Sri Lanka's central bank on Friday announced it had secured a $1 billion Chinese loan as the island, a key link in Beijing's ambitious Belt and Road initiative, develops closer relations with Asia's largest economy.
Central bank Governor Indrajit Coomaraswamy said that first half of the loan will be released later this month and the balance will be received in October.
"During consultations (with the Chinese over the loan) it was clear that they see us as a key strategic partner as far as the (Belt and Road) initiative is concerned, given our location," Coomaraswamy told reporters in Colombo.
The eight-year loan by China Development Bank carries a 5.25 percent interest rate with a three year grace period.

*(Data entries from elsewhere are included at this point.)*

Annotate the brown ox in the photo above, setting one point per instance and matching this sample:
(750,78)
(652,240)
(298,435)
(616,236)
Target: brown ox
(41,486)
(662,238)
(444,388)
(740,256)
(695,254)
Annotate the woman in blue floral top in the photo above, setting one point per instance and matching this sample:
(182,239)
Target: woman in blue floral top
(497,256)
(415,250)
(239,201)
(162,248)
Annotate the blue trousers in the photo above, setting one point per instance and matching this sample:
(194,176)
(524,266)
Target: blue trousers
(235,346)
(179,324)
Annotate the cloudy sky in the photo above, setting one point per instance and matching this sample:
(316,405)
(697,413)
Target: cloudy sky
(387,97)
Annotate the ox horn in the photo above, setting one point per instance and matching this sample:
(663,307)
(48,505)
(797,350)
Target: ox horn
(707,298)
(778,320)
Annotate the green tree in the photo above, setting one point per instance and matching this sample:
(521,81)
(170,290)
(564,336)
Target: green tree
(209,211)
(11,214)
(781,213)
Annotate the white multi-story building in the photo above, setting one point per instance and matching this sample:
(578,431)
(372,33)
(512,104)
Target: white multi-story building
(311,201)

Coomaraswamy said that the terms of Chinese loan were better than other international lenders and the country hopes to secure additional $200 to $250 million from China's domestic financial market by issuing "Panda bonds".
Last month, China vowed to keep providing financial help, including loans, to Sri Lanka despite warnings about the island nation's mounting debt.

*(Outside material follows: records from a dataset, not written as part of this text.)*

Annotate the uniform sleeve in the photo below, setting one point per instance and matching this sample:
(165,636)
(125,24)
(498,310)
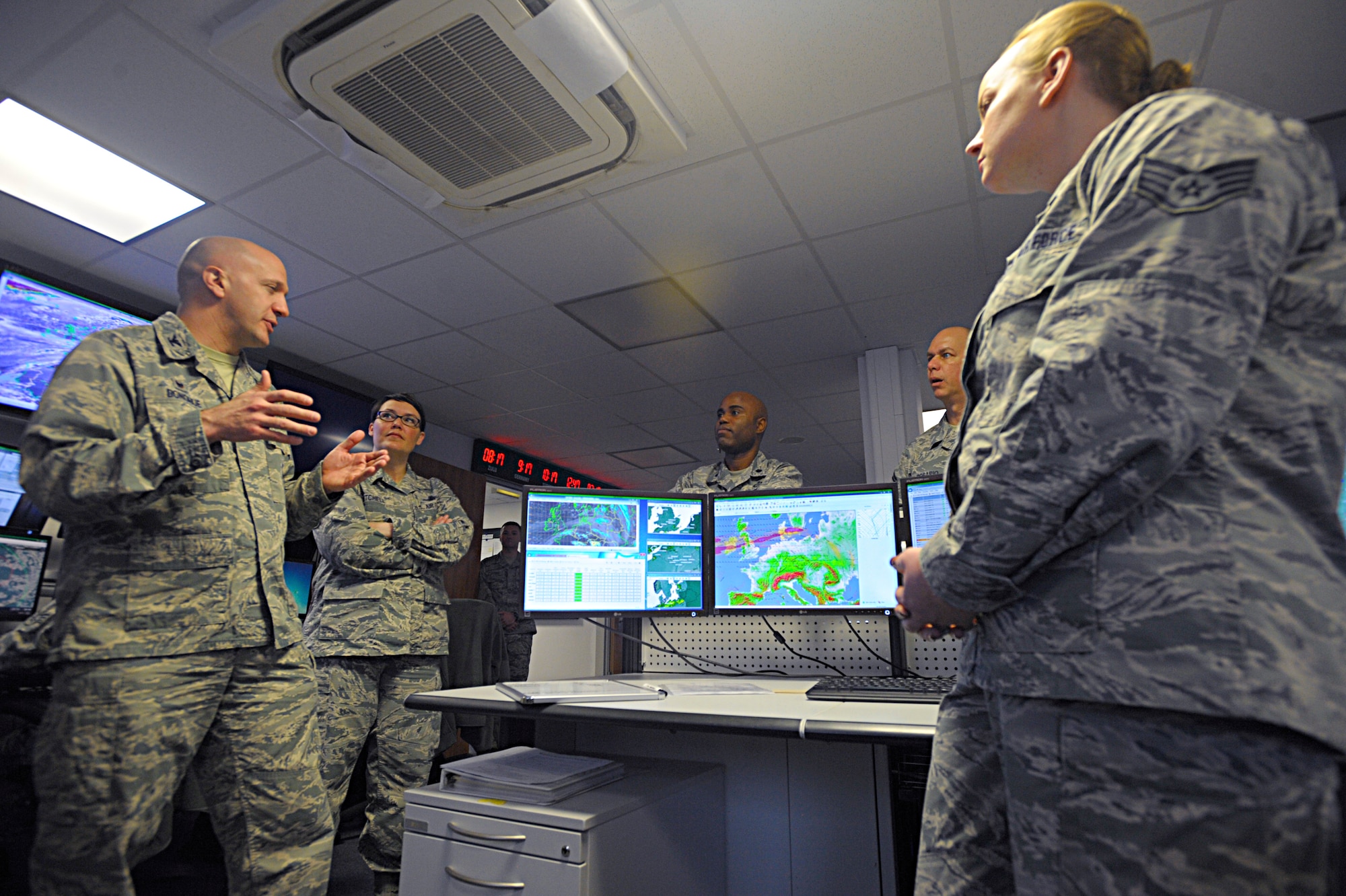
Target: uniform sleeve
(437,544)
(347,540)
(1139,353)
(83,455)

Sri Lanka last year granted a 99-year lease on a strategic port to Beijing over its inability to repay Chinese loans for the $1.4 billion project.
The port in Colombo straddles the world's busiest east-west shipping route and also gives a strategic foothold to China in a region long dominated by India.
China had said its loan portfolio in Sri Lanka was $5.5 billion as of last month, just over a tenth of Colombo's total $51.82 billion external debt.
"China will continue to provide selfless support, including much-needed funds for the development of Sri Lanka," the Chinese embassy in Colombo said last month.
China's Belt and Road infrastructure project seeks to revive ancient trade routes through a massive rail and maritime network via $1 trillion in investments across Asia and Europe.
The International Monetary Fund, which bailed out Sri Lanka in June 2016 with a $1.5 billion staggered loan, has warned that Colombo over its heavy debt.
Sri Lanka's economy has been on the mend since the IMF bailout, but growth in 2017 at 3.1 percent was the slowest in 16 years.
The central bank had forecast 2018 growth at between 4.0 to 4.5 percent, but Coomaraswamy on Friday revised his estimate for the calendar year to below 4.0 percent.